Алексей снова задумался или просто собирался с силами для продолжения разговора.
— Если у него будет выбор между арестом и смертью от руки Амира, он все же предпочтет арест. Но он упорный человек, даже упрямый, поэтому, пока у него есть хоть какая-то надежда выпутаться и завершить задуманное, он будет пытаться осуществить идею.
— Он сильно привязан к семье?
— К дочке. Причем больше, чем стремится показать.
Голубков взглянул на Пастухова:
— У вас есть вопросы, Сергей Сергеевич?
— Да, — ответил Пастух. — Скажите, Алексей Петрович, в крайней ситуации он может решиться на самоубийство?
— Нет.
— Под угрозой ареста он попытается отправить секретные сведения врагу, чтобы осуществить месть? Снова размышление над непростым вопросом.
— Нет.
— Почему?
— Получится, что кто-то попользовался им на даровщинку. Поэтому — нет.
Пастухов покивал головой:
— Меня выгнали из армии, Алексей Петрович, вы были правы, — ровным голосом проговорил Пастухов. — Я рядовой запаса.
У младшего Дудчика достало сил на иронию:
— Золотого запаса страны, — криво улыбнувшись, произнес он. — Тем более завидую тебе.
В машине по дороге к управлению Голубков спросил у Пастухова:
— Что с тобой, Сергей? Сдается, что-то не дает тебе покоя, нет?
Пастухов рассудительно ответил:
— После этого разговора у меня крутится мысль: не попытается ли Дудчик связаться с дочкой через тот же компьютер, как только ему представится случай?
Голубков, который спрашивал, в общем-то, совсем о другом, хмыкнул, получив этот неожиданный ответ.
— А что, хорошая мысль. Я поставлю на контроль.
На самом же деле, особенно после перестрелки в Кунцеве, в Пастухове все сильнее звучал голос отца Андрея: «Благоугодим Господу, как воины угождают Царю; ибо, вступивши в это звание, мы подлежим строгому ответу о служении. Убоимся Господа хотя так, как боимся зверей; ибо я видел людей, шедших красть, которые Бога не убоялись, а услышав там лай собак, тотчас возвратились назад, и чего не сделал страх Божий, то успел сделать страх зверей».
Сергей думал о людях, которые не убоялись сойти с пути своего служения, и теперь только страх перед лающими псами господними — перед ним и его ребятами — может заставить их отказаться от задуманного воровства.
«Вразуми меня, Господи, если судьба моя быть псом Твоим...»

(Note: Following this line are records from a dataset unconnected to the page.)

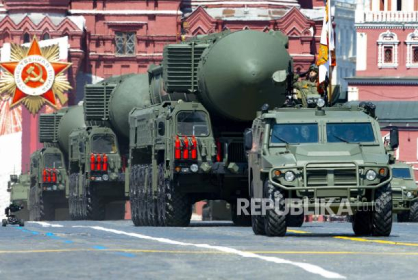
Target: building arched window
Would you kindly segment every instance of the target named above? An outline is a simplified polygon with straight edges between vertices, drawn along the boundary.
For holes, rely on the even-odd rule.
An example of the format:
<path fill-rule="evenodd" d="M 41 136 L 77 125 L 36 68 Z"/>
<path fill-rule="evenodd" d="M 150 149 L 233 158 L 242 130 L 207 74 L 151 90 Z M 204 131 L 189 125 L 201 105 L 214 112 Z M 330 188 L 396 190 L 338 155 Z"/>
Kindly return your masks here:
<path fill-rule="evenodd" d="M 31 41 L 31 36 L 28 32 L 25 32 L 23 34 L 23 42 L 29 43 Z"/>
<path fill-rule="evenodd" d="M 406 67 L 418 68 L 418 29 L 406 37 Z"/>
<path fill-rule="evenodd" d="M 379 68 L 398 67 L 398 36 L 388 30 L 379 36 L 377 41 L 379 51 L 377 64 Z"/>

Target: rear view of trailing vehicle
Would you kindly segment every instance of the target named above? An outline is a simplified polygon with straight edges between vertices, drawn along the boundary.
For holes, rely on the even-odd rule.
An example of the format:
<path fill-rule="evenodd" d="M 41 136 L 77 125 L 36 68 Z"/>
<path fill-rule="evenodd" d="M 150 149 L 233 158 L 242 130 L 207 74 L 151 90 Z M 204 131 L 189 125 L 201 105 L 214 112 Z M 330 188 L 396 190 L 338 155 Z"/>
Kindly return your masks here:
<path fill-rule="evenodd" d="M 392 165 L 393 213 L 398 222 L 418 222 L 418 195 L 412 167 L 403 162 Z"/>
<path fill-rule="evenodd" d="M 28 198 L 29 194 L 30 181 L 28 173 L 22 173 L 19 176 L 10 175 L 10 180 L 7 182 L 7 191 L 10 193 L 10 203 L 23 206 L 23 209 L 18 214 L 19 218 L 25 221 L 29 219 L 28 211 Z"/>
<path fill-rule="evenodd" d="M 352 215 L 356 234 L 390 234 L 393 163 L 374 111 L 363 104 L 260 113 L 245 133 L 249 192 L 274 208 L 253 214 L 256 234 L 283 236 L 287 227 L 302 225 L 306 211 Z M 391 149 L 397 134 L 391 131 Z"/>

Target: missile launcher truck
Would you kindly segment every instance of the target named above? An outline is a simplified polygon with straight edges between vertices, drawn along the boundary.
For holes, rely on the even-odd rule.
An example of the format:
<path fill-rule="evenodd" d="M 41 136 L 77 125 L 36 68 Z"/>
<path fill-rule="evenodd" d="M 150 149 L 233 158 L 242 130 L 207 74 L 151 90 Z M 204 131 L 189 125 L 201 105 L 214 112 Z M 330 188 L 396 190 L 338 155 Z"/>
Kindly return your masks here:
<path fill-rule="evenodd" d="M 399 223 L 418 222 L 418 194 L 412 167 L 404 162 L 392 166 L 393 213 Z"/>
<path fill-rule="evenodd" d="M 388 236 L 397 128 L 385 147 L 373 104 L 322 108 L 322 99 L 317 104 L 317 108 L 264 106 L 244 132 L 254 208 L 271 202 L 264 203 L 264 213 L 252 213 L 254 233 L 283 236 L 288 227 L 302 225 L 305 211 L 319 209 L 321 215 L 352 215 L 356 235 Z"/>
<path fill-rule="evenodd" d="M 68 204 L 74 203 L 68 199 L 68 137 L 73 129 L 84 125 L 83 107 L 65 107 L 41 114 L 39 121 L 39 142 L 44 148 L 31 156 L 30 219 L 57 220 L 58 209 L 62 215 L 60 219 L 67 219 Z"/>
<path fill-rule="evenodd" d="M 30 182 L 28 173 L 22 173 L 19 176 L 11 175 L 10 180 L 7 182 L 7 191 L 10 193 L 10 203 L 23 206 L 18 216 L 19 218 L 25 221 L 29 219 L 28 198 Z"/>
<path fill-rule="evenodd" d="M 81 201 L 72 212 L 73 219 L 124 219 L 129 195 L 125 184 L 129 170 L 128 116 L 135 106 L 144 104 L 148 93 L 148 77 L 144 74 L 115 76 L 85 87 L 86 126 L 69 135 L 70 193 Z"/>
<path fill-rule="evenodd" d="M 129 197 L 135 226 L 186 226 L 205 199 L 248 197 L 242 133 L 264 103 L 282 106 L 293 71 L 280 32 L 229 31 L 164 48 L 149 93 L 129 116 Z M 133 86 L 132 86 L 133 87 Z"/>

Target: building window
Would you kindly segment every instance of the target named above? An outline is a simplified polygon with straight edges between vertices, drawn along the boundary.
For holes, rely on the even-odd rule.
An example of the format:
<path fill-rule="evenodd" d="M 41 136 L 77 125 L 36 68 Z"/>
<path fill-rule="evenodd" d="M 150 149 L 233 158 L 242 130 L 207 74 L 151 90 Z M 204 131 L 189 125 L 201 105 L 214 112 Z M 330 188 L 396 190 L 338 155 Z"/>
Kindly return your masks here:
<path fill-rule="evenodd" d="M 136 38 L 135 32 L 116 32 L 115 44 L 116 54 L 135 54 Z"/>
<path fill-rule="evenodd" d="M 29 33 L 26 32 L 23 34 L 23 42 L 29 43 L 31 41 L 31 37 Z"/>
<path fill-rule="evenodd" d="M 418 68 L 418 29 L 406 37 L 406 67 Z"/>
<path fill-rule="evenodd" d="M 388 30 L 380 34 L 377 41 L 379 68 L 396 68 L 398 63 L 398 36 Z"/>
<path fill-rule="evenodd" d="M 392 47 L 384 47 L 383 50 L 385 63 L 392 63 L 393 62 L 393 48 Z"/>

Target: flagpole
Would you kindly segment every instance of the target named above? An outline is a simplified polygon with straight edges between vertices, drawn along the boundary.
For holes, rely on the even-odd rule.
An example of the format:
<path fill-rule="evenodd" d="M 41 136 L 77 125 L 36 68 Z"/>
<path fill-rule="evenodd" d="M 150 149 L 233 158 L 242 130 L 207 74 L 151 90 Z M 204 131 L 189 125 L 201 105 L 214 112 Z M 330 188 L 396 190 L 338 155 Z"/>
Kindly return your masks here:
<path fill-rule="evenodd" d="M 329 78 L 329 85 L 328 90 L 328 103 L 329 106 L 331 106 L 331 98 L 332 97 L 332 56 L 331 55 L 331 36 L 333 35 L 331 34 L 331 32 L 333 31 L 332 28 L 332 20 L 331 18 L 331 0 L 328 0 L 328 76 Z"/>

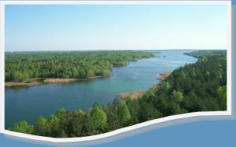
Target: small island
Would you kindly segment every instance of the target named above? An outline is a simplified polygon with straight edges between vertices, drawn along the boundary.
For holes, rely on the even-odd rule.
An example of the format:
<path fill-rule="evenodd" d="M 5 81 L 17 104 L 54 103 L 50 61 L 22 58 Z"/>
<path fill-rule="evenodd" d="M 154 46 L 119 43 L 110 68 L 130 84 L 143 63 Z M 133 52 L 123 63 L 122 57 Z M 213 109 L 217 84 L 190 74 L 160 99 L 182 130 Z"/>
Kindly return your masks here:
<path fill-rule="evenodd" d="M 5 87 L 105 78 L 113 67 L 153 56 L 144 51 L 9 52 Z"/>
<path fill-rule="evenodd" d="M 157 78 L 160 83 L 153 85 L 150 89 L 155 89 L 158 87 L 158 85 L 161 84 L 162 81 L 164 81 L 168 76 L 170 76 L 171 72 L 163 72 L 160 74 L 160 76 Z M 134 92 L 124 92 L 120 93 L 117 95 L 117 97 L 121 99 L 138 99 L 141 98 L 146 91 L 144 90 L 139 90 L 139 91 L 134 91 Z"/>

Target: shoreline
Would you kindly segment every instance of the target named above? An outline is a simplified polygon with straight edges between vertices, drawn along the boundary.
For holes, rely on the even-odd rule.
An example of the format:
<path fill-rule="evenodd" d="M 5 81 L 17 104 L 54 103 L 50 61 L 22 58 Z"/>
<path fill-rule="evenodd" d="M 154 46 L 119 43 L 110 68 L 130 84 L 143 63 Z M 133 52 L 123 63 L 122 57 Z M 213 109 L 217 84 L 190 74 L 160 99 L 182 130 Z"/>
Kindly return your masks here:
<path fill-rule="evenodd" d="M 110 76 L 110 75 L 109 75 Z M 29 79 L 28 81 L 24 82 L 5 82 L 6 88 L 13 88 L 13 87 L 30 87 L 42 84 L 57 84 L 57 83 L 72 83 L 76 81 L 88 81 L 92 79 L 100 79 L 106 78 L 109 76 L 93 76 L 88 77 L 85 79 L 76 79 L 76 78 L 34 78 Z"/>
<path fill-rule="evenodd" d="M 172 72 L 163 72 L 160 73 L 160 75 L 157 77 L 157 80 L 160 81 L 160 83 L 158 84 L 154 84 L 152 87 L 149 88 L 150 89 L 155 89 L 157 88 L 162 81 L 164 81 L 167 77 L 169 77 L 171 75 Z M 140 97 L 142 97 L 148 90 L 138 90 L 138 91 L 133 91 L 133 92 L 122 92 L 119 93 L 117 95 L 117 97 L 119 97 L 122 100 L 126 100 L 126 99 L 138 99 Z"/>

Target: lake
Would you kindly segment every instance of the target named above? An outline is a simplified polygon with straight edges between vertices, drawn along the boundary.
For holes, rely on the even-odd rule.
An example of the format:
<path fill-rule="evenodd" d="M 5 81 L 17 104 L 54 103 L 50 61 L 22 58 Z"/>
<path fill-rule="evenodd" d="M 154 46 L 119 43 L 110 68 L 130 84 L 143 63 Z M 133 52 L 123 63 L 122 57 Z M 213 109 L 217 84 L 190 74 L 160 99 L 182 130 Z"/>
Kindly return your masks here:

В управлении Голубкова ожидала плохая новость: с погранперехода Чоп на Украине сообщили, что гражданин Казахстана Бикмурзин Ералы Рагимович пересек венгерскую границу сутки назад. Никакого второго человека с ним в машине не было.
Бикмурзина хорошо запомнили, потому что он пытался провезти незадекларированные четыре тысячи долларов. Деньги были изъяты, составлен акт. Бикмурзин вел себя шумно, истерично: сначала предлагал взятку, потом шумел, доказывал что-то, потом хотел отказаться от поездки, утверждая, что теперь езда потеряла смысл, раз у него нет денег.